Altera_Forum · ‎07-10-2017

No idea. You don't really need to flash the FPGA manually, though; the OpenCL runtime will automatically do this during execution.

Altera_Forum · ‎07-10-2017

Ok so I have managed to run the same code on both CPU and GPU without having problems or crashes. But if I want to run it on GPU all clReleaseMemObject calls have to be changed to clRetainMemObject otherwise it would sometime output wrong values and take much more time to finish run. On CPU is the opposite, I need to switch all clRetainMemObject to clReleaseMemObject to make it work otherwise the program throws CL_OUT_OF_RESOURCES when creating some momentary buffers during execution.

So what is going on? What is the difference between the two? Thanks for the support.

Altera_Forum · ‎07-10-2017

I have never used clRetainMemObject. Are you using these calls in-between the execution of your kernels? These are generally used at the end of execution for cleanup purposes, and in such case, will in no way affect data integrity. Are you using blocking read/write buffer calls? Make sure you are not releasing a device buffer right after a non-blocking read from it (which can obviously cause data corruption).

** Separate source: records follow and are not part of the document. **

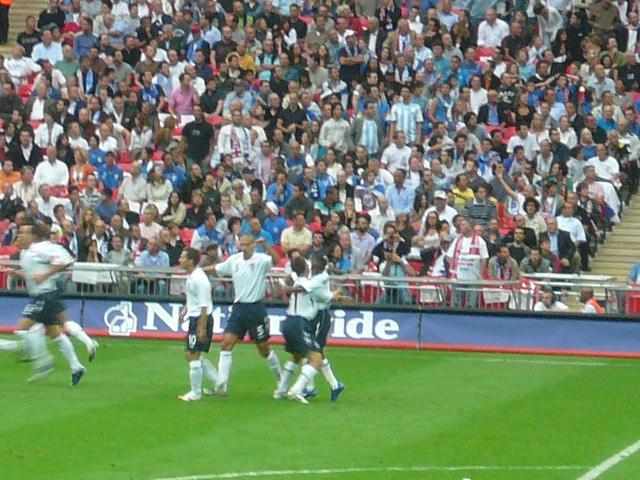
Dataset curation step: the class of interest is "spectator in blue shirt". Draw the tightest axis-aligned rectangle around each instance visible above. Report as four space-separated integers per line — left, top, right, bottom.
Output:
385 168 416 213
162 153 186 190
249 217 273 253
267 172 293 207
262 202 289 245
136 238 169 295
96 187 118 224
73 18 98 58
98 152 124 190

Altera_Forum · ‎07-10-2017

--- Quote Start ---

I have never used clRetainMemObject. Are you using these calls in-between the execution of your kernels? These are generally used at the end of execution for cleanup purposes, and in such case, will in no way affect data integrity. Are you using blocking read/write buffer calls? Make sure you are not releasing a device buffer right after a non-blocking read from it (which can obviously cause data corruption).

--- Quote End ---

I am always using blocking reading/writing calls. I am releasing only buffers every time I finish with a set of data and then start again with another set of data. I just don't understand why one works only with GPU and the other only with CPU.

CPU gives me problems of resources when I use the "wrong one"... Is there anyone that can help me figure out this? Thanks.

Altera_Forum · ‎07-17-2017

Ok so thanks everyone first. Now I am having a very weird problem. So basically I have converted the kernels to one sequential kernel. I have modified host code and done cross checking of code and so on. It does work. I do clean buffer before each iteration but for some reason after a certain number of iterations the kernel fails and it throws this error: CL_INVALID_COMMAND_QUEUE. So as far as I know this means the kernel has failed but it doesn't make any sense.

So in order to overcome this problem I re-initialize all the OpenCL variables (command queue, context and so on) once in a while after some iterations and now it goes through all the iterations.

I am running the code on my NVIDIA GPU. What could it be causing this problem? I do release the buffers and re-initialize them... Also if I run it on CPU it fails randomly..